HITS
is the total number of HTTP requests that the server
received during the reporting period. Any request made to the server
is considered a hit. FILES is the number of hits that actually
resulted in something being sent back to the user, such as an HTML
page or image.
The statistics report contains, among others the
following information:
-
the number of hits, 304's, files,
page views, sessions, data sent (in KB)
-
the amount of data requested,
transferred, and saved by cache (in KB)
-
the number of unique URLs, sites,
and sessions per month
-
the number of all response codes
other than 200 (OK)
-
the average visits per weekday and
for last week
-
the maximum/average hits per day
and per hour
-
the number of hits, files, 304's,
sites, data sent by day
-
the top 5 days, 24 hours, 5
minutes and 5 seconds of the summary period
-
the top 30 most commonly accessed
URLs (hits, 304's, data sent)
-
the 10 least frequently accessed
URLs (hits, 304's, data sent)
-
the top 30 client domains
accessing your server most often
-
the top 30 browser types
-
the top 30 referrer hosts
-
the overview/detailed list of all
files requested
-
the overview/detailed list of all
sites by domain and reverse domain
-
the overview/detailed list of all
browser types
-
the overview/detailed list of all
referrer URLs
The following table summarizes the meaning of all
terms in the statistics report which are not self-explaining:
Hits
A hit is any response from the server on behalf of a request sent
from a browser. This includes any response from the server, not only
text files or documents. If, for example, a HTML page has two images
embedded, the server generates three hits if this page is requested:
one hit for the HTML page itself and two hits for the two inline
images.
Files
If the user requests a document and the server successfully sends back
a file for this request, this is counted as a Code 200 (OK) response.

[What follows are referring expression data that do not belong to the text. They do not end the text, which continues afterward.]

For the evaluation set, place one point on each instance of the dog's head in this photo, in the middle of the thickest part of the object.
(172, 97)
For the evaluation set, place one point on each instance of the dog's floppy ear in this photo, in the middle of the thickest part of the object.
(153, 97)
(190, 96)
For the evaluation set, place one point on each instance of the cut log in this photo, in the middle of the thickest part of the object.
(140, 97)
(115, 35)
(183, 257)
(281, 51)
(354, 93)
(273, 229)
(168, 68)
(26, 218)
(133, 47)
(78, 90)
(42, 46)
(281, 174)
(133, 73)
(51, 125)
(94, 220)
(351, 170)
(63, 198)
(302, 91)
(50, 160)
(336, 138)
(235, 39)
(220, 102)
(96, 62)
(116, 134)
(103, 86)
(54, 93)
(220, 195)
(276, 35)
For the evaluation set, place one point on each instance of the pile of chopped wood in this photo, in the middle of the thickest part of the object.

Any such response is counted for as a file. Again, "file" here means
any kind of a file.
Code 304
A Code 304 (Not Modified) response is generated by the server if a
document hasn't been updated since the last time it was requested by
the user and therefore there was no need to actually send the files
for this document.
Page Views
Page Views are all files which either have a text file suffix (.html,
.text) or which are directory index files.
This number allows to
estimate the number of "real" documents transmitted by your server. If
defined correctly, the analyzer rates text files (documents) as pageviews. Those pageviews do not include images, CGI scripts, Java
applets or any other HTML objects except all files ending with one of
the pre-defined pageview suffixes, such as .html or .text.
Unique URLs
Unique URLs are the number of all different, valid URLs requested
in a given summary period. This shows you the number of all different
files requested at least once in the corresponding summary period.
Unique sites
This is the sum of all unique hosts accessing the server during a
given time-window . The time-window is hardwired to the length of the
current month. This means that if a host accesses your server very
often, it gets counted only once during the whole month. Only the sum
of the unique hosts per month is listed in the statistics report.
Sessions
Similar to unique sites, this is the number of unique hosts
accessing the server during a given time-window. This time-window is
one day by default for backward compatibility, but it can be changed
with the option -u or the Session directive in the configuration file.
For example, if the time-window is two hours, all accesses from a
certain host in less than 2 hours after the first access from this
host are lumped together into one session. All following accesses more
than 2 hours apart from the first access will be counted as a new
session. This way you may get an estimated number of how many sessions
are started on different sites to access your server.